Generating 1m jobs from domestic wheat production
Today, Nigeria’s wheat import is about 4 million metric tons per annum and the import is estimated to grow at an alarming rate of 5 percent per annum. At this rate, the country will be importing 10 million metric tons by 2030, spending $15 billion annually on wheat imports alone.
Consumption
Several factors explain the increased consumption of wheat, including high population growth, rapid rate of urbanisation, consumer preference for easy-to-prepare foods.
Today also, our young children have become hooked on noodles and pasta, all made from wheat. Even the older generation who use to eat pounded foods, traditionally made from yams and cassava, now eat pounded foods from wheat flour. There is an intense battle to shift the tastes of consumers away from our local foods to foods made from wheat. Such over-dependence on imported wheat will pose significant risks to Nigeria’s future growth. Nigeria must grow a lot more of its own wheat and reduce the national, economic and political risks from depending on other nations for our food supply.
ATA
This is why President Goodluck Jonathan launched the Agricultural Transformation Agenda. A key part of this agenda was the launch of the Wheat Transformation Agenda. The target of the wheat transformation is to increase national production from 300,000 metric tons to about 1.5 million metric tons per annum by 2017. The wheat transformation agenda will generate 1 million jobs in the rural areas of Nigeria over the next four years of the programme and generate over N42 billion in incomes annually for farmers and millers.
Production
This is not a mirage. A silent revolution is already happening on farms all across Northern Nigeria. This revolution is being sparked by the release of two high yielding improved wheat varieties, Norman Borlaug and Reyna-28, produced by International Maize and Wheat Improvement Centre (CIMMYT) and International Centre for Agricultural Research in the Dry Areas (ICARDA) in collaboration with our own Lake Chad Research Institute (LCRI), Maiduguri. These varieties give average yield of five to six tons per hectare.

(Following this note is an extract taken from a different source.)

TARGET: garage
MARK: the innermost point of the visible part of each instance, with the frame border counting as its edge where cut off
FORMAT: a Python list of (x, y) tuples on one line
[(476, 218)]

In addition to high yields, these varieties have excellent milling and bread-making quality.
Distribution
We have begun massive distribution of these varieties to farmers through the Growth Enhancement Scheme and electronic wallet scheme. In the 2013/2014 wheat dry season, 9,143 farmers in eight Northern states (Kano, Jigawa, Kebbi, Zamfara, Borno, Yobe, Gombe, and Sokoto) each received improved seeds, at no cost, and two bags of fertiliser, at 50 percent percent subsidy, via their mobile phones.
Cultivation
A total of 2,500ha of wheat fields were cultivated in 2013. For the 2014/2015 wheat season, a total of 75,000ha will be cultivated by 75,000 farmers. The area under wheat production is expected to increase to 150,000ha by 2015/2016 dry season and to 300,000ha by 2016/2017 dry season. At the average yield of 5MT/ha, Nigeria will achieve its target of producing 1.5 million metric tons of wheat by 2017, and reduce wheat imports by 50 percent.
Technology
To ensure massive wheat production, the Federal Ministry of Agriculture and Rural Development is collaborating with SG2000 on an aggressive technology transfer programme. Using funds from the wheat levy, we will support wheat farmers with processing equipment (500kg/hr milling machines), land water development, irrigation pumps, all at subsidised rates. We will also develop policy options to promote and protect domestic producers and processors.
The accelerated production of wheat all across the North-East and North- West regions of the country will create massive amounts of jobs, especially for the youth, and reduce insecurity in these regions.
I see the change in the lives of farmers of Kano.
GES
The Growth Enhancement Scheme has allowed close to 323,000 farmers in Kano to receive subsidised seeds and fertilisers. The numbers of farmers in Kano who benefited from the GES support increased from 72,575 in 2012 to 251,000 in 2013 – an increase of 553 percent.
The pattern we have seen in Kano is the same all across Northern Nigeria. In Kaduna, next door to Kano, the number of farmers benefiting from GES rose from 58,000 in 2012 to 416,000 in 2013 – an increase of 633 percent.
Taken together, the total number of farmers who benefited from GES in the North was 3.3 million in 2013, compared with 1.4 million in 2012. The three Northern regions represent 77 percent out of the total number of farmers who benefited in 2013 across the country.
The agricultural transformation agenda has changed the fortunes of the north, created millions of seasonal farm jobs and stemmed insecurity. Farmers, who used to migrate to the south to work as night guards are staying back on the farm. What a change!
We will sustain this change. The wheat revolution that is occurring all cross the north, especially in the north east and north west, will help to bring new prosperity and improve national security.
Let me therefore issue a strong warning to food importers and wheat millers. We will not allow you to undermine government effort to create jobs and ensure national security. You cannot worsen insecurity in Nigeria.
Bill
To ensure that Nigerian farmers are not turned into destitute by food importers, we will soon introduce a bill that will make it mandatory for wheat millers to buy our own local wheat and use it to substitute for some of the wheat being imported. Cassava flour and sorghum flour use in bread and confectionaries will also become mandatory.